Suit claims breach of contract and unfair competition.

Rapper Ras Kass (real name John Austin) has sued Priority Records, Capitol Records, EMI Music and two Priority executives, claiming breach of contract, unfair competition, restraint of trade and other abuses.

The suit, filed Monday in California Superior Court in L.A., seeks a rescission of the musician's contract, and compensatory and punitive damages to be determined.

According to the suit, in 1995, Austin -- who was then a 22-year-old Patchwerk Records artist -- signed a contract with Priority requiring delivery of one album, with an option for five more albums.

The action claims that Priority failed to market and promote the albums "Soul on Ice" (1996) and "Rassassination" (1998). It also alleges that Priority VP of A&R Wendy Goldstein and Priority/Capitol executive VP Andrew Shack maliciously interfered with Austin's career.

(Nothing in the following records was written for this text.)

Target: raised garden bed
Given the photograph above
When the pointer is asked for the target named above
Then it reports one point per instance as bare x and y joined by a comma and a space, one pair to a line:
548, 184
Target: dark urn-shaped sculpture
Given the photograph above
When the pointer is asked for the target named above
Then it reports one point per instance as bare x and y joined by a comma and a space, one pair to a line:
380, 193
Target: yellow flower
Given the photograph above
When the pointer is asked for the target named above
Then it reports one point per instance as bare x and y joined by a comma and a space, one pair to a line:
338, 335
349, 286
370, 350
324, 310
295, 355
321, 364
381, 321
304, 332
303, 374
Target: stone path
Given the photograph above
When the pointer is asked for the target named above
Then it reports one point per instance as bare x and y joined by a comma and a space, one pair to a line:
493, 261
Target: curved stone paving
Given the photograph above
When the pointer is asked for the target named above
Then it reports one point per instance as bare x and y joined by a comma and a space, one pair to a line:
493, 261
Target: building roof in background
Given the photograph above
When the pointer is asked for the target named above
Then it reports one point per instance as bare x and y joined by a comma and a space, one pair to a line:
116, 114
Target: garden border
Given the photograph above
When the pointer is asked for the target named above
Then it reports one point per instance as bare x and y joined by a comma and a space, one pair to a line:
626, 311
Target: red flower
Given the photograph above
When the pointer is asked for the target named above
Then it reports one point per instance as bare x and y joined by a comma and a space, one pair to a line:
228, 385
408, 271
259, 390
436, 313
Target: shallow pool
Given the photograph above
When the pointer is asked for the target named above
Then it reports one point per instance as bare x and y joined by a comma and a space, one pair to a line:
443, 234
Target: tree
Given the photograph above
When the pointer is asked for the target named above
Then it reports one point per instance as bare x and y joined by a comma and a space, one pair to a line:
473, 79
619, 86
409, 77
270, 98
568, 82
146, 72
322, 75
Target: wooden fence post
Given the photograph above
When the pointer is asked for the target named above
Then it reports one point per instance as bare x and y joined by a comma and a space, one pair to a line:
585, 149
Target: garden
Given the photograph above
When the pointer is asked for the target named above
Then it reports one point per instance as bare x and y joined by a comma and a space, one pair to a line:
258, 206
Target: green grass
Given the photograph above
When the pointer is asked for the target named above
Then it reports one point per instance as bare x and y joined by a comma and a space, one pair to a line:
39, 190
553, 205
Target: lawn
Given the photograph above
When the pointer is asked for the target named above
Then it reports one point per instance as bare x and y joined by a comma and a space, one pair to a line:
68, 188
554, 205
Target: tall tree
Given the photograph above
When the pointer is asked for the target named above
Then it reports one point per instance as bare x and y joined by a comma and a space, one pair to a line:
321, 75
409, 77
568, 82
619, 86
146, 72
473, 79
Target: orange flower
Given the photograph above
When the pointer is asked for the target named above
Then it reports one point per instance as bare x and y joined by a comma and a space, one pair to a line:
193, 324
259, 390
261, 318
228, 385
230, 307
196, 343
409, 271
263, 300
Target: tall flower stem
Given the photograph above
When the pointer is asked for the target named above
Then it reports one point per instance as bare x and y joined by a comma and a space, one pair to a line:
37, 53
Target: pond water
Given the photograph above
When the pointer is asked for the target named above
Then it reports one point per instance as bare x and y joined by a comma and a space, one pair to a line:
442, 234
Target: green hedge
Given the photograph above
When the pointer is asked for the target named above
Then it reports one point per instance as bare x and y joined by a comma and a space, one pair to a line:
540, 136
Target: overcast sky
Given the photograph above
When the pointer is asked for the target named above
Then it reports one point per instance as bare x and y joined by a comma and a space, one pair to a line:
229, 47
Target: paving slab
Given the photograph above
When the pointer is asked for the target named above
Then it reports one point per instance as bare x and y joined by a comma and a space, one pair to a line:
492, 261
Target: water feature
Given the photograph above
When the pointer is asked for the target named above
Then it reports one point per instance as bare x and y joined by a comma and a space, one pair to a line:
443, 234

The suit further alleges that the releases of Austin's third and fourth albums were sabotaged, and that Priority interfered with a proposed group project for Sony that would have featured Austin, Xzibit and Saafir.

According to the suit, owing to "fraudulent accounting practices," Austin has received only $100,000 during the nine years of his contractual agreement -- an average of approximately $11,000 per year.

The 32-page filing broadly excoriates standard record-industry practices, and calls Austin's contract "unconscionable." It also claims that recording artists do not receive adequate protection under section 2855 of the California Labor Code, which prohibits the enforcement of personal-service contracts after seven years.

At deadline, a Capitol spokeswoman had not returned a call seeking comment.